Monday, August 17, 2015

Inspired by Tao Te Ching - chapter 48

道德經48章

為學日益,為道日損。損之又損,以至於無為。無為而無不為。取天下常以無事,及其有事,不足以取天下。

My translation of this famous chapter of Tao Te Ching, chapter 48

To learn we add daily
To practise Tao we abandon daily
Abandon and abandon
Until we have nothing to abandon
With nothing to abandon we are free

(No incident means good governance
Solving problems means bad governance)

Paul's comment: Never misunderstand that the sage had said that we should all forget about everything and seated cross-legged to meditate upon a waterfall all day long.
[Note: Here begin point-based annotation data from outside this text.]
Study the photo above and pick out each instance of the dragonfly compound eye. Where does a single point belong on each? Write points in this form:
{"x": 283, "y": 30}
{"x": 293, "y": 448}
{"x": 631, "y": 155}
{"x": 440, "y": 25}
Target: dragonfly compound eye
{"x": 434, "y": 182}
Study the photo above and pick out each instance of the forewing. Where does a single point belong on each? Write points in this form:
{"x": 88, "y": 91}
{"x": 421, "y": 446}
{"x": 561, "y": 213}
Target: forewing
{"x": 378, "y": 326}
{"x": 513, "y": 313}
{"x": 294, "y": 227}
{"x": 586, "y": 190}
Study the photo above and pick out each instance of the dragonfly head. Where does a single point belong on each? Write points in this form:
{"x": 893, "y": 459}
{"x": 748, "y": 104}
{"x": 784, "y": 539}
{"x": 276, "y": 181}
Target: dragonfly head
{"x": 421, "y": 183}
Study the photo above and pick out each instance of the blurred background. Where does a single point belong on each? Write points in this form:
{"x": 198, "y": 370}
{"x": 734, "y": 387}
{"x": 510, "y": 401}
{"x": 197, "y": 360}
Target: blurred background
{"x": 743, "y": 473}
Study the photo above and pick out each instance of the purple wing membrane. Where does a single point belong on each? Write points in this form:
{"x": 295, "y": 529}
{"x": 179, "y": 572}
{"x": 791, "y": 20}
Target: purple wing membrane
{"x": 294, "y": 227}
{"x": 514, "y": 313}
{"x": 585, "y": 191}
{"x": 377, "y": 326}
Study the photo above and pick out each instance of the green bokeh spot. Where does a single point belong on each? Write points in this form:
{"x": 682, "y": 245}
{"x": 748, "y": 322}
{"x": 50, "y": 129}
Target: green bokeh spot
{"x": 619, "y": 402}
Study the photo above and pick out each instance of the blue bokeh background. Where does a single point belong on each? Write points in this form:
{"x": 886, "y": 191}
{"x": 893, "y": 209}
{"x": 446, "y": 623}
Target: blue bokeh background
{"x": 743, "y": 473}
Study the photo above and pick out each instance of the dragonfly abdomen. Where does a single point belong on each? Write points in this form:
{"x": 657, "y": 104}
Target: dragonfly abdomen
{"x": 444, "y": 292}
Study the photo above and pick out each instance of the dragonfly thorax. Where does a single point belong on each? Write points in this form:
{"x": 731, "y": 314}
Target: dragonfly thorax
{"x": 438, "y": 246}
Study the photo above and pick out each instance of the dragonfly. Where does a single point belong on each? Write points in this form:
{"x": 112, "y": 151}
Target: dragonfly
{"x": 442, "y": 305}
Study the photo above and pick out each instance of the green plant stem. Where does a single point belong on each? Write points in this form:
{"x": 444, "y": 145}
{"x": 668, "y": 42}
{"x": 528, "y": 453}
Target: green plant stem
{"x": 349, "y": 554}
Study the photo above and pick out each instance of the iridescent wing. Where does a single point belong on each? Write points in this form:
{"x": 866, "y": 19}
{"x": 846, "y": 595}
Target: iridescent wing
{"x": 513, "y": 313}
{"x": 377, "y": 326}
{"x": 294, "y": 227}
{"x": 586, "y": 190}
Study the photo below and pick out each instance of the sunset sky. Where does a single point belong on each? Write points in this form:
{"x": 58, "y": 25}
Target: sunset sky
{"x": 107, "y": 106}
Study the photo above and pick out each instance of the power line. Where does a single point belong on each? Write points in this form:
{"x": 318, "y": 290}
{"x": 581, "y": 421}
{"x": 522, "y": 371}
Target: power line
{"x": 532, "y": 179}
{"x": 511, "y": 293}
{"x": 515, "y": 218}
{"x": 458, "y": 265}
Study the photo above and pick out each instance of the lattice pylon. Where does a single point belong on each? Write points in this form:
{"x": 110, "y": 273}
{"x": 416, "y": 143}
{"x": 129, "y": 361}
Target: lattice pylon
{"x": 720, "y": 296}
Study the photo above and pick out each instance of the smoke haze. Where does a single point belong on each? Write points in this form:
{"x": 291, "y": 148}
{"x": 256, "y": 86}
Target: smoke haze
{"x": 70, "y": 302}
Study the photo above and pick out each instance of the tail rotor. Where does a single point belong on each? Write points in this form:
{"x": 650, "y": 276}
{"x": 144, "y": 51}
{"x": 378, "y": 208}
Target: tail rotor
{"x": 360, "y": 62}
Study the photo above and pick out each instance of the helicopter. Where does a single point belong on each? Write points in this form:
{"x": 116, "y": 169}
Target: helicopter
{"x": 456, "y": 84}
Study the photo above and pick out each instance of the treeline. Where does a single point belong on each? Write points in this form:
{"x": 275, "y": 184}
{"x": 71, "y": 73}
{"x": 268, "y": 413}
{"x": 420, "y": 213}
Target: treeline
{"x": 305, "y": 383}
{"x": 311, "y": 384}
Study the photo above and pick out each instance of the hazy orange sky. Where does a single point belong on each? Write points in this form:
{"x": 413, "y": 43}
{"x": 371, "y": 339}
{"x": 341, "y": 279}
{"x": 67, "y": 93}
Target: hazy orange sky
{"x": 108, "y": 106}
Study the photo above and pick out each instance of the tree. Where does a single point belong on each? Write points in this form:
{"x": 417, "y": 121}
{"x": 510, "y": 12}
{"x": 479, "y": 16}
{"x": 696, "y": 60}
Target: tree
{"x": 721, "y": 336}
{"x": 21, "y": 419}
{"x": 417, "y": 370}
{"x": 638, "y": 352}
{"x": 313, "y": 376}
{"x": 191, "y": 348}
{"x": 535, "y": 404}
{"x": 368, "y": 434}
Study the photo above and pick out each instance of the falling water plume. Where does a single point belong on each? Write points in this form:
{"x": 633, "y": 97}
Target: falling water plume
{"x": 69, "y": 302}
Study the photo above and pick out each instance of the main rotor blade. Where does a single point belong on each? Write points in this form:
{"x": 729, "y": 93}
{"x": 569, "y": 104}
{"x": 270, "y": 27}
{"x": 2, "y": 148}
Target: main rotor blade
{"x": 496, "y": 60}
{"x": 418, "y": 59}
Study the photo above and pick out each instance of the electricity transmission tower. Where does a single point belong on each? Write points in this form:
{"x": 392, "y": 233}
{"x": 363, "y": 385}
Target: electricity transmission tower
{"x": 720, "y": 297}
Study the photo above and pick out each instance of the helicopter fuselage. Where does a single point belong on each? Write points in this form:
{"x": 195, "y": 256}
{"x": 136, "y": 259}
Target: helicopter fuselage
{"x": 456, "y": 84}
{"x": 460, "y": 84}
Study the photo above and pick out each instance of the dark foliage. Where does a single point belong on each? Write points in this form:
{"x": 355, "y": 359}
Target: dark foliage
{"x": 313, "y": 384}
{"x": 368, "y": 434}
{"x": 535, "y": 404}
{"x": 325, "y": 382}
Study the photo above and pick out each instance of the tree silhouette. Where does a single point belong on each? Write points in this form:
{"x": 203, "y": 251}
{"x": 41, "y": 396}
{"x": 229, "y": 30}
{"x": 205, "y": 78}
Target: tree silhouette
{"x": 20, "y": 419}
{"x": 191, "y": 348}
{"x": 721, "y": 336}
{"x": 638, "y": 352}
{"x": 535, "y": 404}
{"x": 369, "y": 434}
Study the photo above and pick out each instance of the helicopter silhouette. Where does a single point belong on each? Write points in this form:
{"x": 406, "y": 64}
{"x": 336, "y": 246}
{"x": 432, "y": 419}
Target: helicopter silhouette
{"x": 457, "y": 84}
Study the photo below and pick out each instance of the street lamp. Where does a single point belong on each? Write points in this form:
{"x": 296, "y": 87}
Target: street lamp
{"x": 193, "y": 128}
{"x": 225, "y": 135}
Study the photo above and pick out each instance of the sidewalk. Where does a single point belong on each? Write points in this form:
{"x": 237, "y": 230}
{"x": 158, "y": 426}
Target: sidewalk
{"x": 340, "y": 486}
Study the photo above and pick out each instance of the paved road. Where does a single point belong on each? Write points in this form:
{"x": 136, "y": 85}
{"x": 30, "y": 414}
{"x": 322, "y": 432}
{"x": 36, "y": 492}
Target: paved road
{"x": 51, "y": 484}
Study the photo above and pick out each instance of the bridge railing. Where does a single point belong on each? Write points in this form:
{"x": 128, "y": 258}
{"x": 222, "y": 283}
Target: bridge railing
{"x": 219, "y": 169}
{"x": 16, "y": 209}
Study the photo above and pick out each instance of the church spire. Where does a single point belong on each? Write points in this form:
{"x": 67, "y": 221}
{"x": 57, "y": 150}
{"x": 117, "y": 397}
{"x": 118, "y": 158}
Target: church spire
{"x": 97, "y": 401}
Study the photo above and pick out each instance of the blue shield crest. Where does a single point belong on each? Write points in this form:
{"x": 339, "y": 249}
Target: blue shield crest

Knowledge has always been organized to help us, or more precisely our rational mind or ego, to solve practical day to day problems. It is always spiritual knowledge that humans are lacking, in all ages and all times. But spiritual knowledge is empirical experience that cannot be learned from college, or master degree in Buddhist Studies, for that matter. Enlightenment comes form shedding knowledge gained from our rational mind. It comes from putting our ego in its rightful place (not a dissolution of which permanently, which means insanity). It means a dissolution of karma. It means Tao.

And in the most practical sense it means using either our rational mind or our compassionate heart at the right time, in the right place.